Wall-crossing and selective disclosure
The first point to consider is the legal basis on which the issuer is able to selectively disclose details of the proposed acquisition to placees without that constituting unlawful disclosure contrary to Article 14(c) of MAR. Key points of practice here are (i) the carve-out (in Article 10(1) of MAR) for disclosure of inside information “in the normal exercise of an employment, a profession or duties” and (2) the guidance in DTR2.5.7(c) which acknowledges that selective disclosure may be made to person with whom the issuer is negotiating an investment transaction (including prospective underwriters or placees of shares of the issuer).
The wall crossing of placees will be typically carried out by the issuer’s broker under the market soundings regime set out in Article 11 of MAR. Where this is the case, Article 11(4) provides that the disclosure of inside information in compliance with Articles 11(3) and (5) is deemed to be made “in the normal exercise of a person’s employment, profession or duties” and is not unlawful disclosure.
In terms of the scope of what can be legitimately disclosed to placees, as a matter of commerciality it would seem trite that they will need to know the background to and the reasons for the proposed placing, including the proposed use of proceeds. However, clear legal authority for this is not apparent in the MAR or the technical guidance issued under it. Thankfully, the MAR Q&A points out that ESMA has acknowledged (albeit not formally or in a binding way) that this will generally be the information relating to the characteristics of the transaction in question (i.e., the placing) but may also include some other information not necessarily directly related to the possible transaction but providing important context to the transaction. On the back of this, the CLLS make the following comment: “By way of example, where an issuer intends to conduct an equity financing to finance an acquisition, it would typically be considered justifiable to disclose the fact of the associated acquisition to potential subscribers and placees”.
Cleansing and securing binding funding commitments
The second point to consider is the strategy for “cleansing” placees and the process for securing their commitment to subscribe in the placing, which will of course constitute a dealing. We understand that a number of institutions, as a matter of policy, will no longer sign placing letters and where this is the case the accelerated bookbuild (ABB) process, which is increasingly common, is usually the way forward. Under an ABB, the book will typically be built “soft” by the broker shortly prior to announcement, with firm legally binding commitments only secured by telephone using recorded lines following announcement of the acquisition and launch of the placing process, thereby cleansing wall crossed institutions in advance of their dealing. Where this approach is followed, issuers may be keen to have the placing underwritten.

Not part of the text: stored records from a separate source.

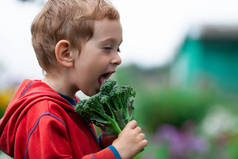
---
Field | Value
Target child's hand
[112,120,148,159]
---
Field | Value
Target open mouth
[98,71,114,87]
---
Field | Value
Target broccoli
[75,79,136,135]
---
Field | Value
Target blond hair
[31,0,119,71]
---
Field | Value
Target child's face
[75,18,122,96]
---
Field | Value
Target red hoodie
[0,80,120,159]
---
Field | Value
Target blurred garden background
[0,0,238,159]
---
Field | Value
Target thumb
[125,120,137,129]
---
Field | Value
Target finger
[135,126,141,134]
[141,139,148,148]
[126,120,137,129]
[138,133,145,140]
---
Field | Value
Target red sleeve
[26,113,72,159]
[25,113,116,159]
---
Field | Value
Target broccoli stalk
[75,80,135,135]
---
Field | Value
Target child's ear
[55,40,74,67]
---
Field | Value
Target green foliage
[135,89,214,132]
[75,80,135,134]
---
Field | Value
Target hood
[0,79,74,156]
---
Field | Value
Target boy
[0,0,147,159]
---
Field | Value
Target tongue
[98,76,105,87]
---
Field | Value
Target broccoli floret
[75,80,135,134]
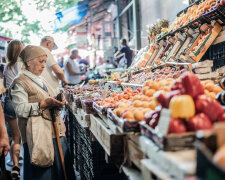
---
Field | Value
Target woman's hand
[40,97,66,110]
[0,131,10,156]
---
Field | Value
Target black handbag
[0,155,12,180]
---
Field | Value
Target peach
[140,95,148,101]
[123,94,130,99]
[146,89,155,97]
[118,102,128,108]
[213,86,223,94]
[133,100,142,107]
[122,110,134,120]
[149,82,159,90]
[158,80,167,88]
[118,94,123,100]
[205,83,214,92]
[145,80,153,86]
[134,109,145,121]
[141,101,150,108]
[133,95,141,101]
[149,100,158,110]
[143,108,152,114]
[116,108,127,117]
[142,86,149,95]
[208,92,216,99]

Where there is no policy objection to their use, placing letters continue to be used in practice, with the key benefit being security of funding (fundamental where the broker’s placing obligation is a reasonable endeavours obligation only) prior to entering into a legally binding sale and purchase agreement. Where placing letters are used, it is necessary to consider the basis upon which such dealings fall outside of the ambit of the insider dealing provisions of MAR.
Here, the guidance in the MAR Q&A is again extremely helpful, pointing out, amongst other things, recital 23 of MAR which notes that “the essential characteristics of insider dealing consists in an unfair advantage being obtained from inside information to the detriment of third parties … and consequently, the undermining of the integrity of financial markets” and consequently that the prohibition on insider dealing should apply where “a person who is in possession of inside information takes unfair advantage of the benefit gained from that information by entering into market transactions in accordance with that information”. The key points of practice that one can draw from this, and the other sources referred to in the MAR Q&A, are that entering into a placing letter is not a “market transaction” and that using inside information in this way should not infringe the interests protected by MAR.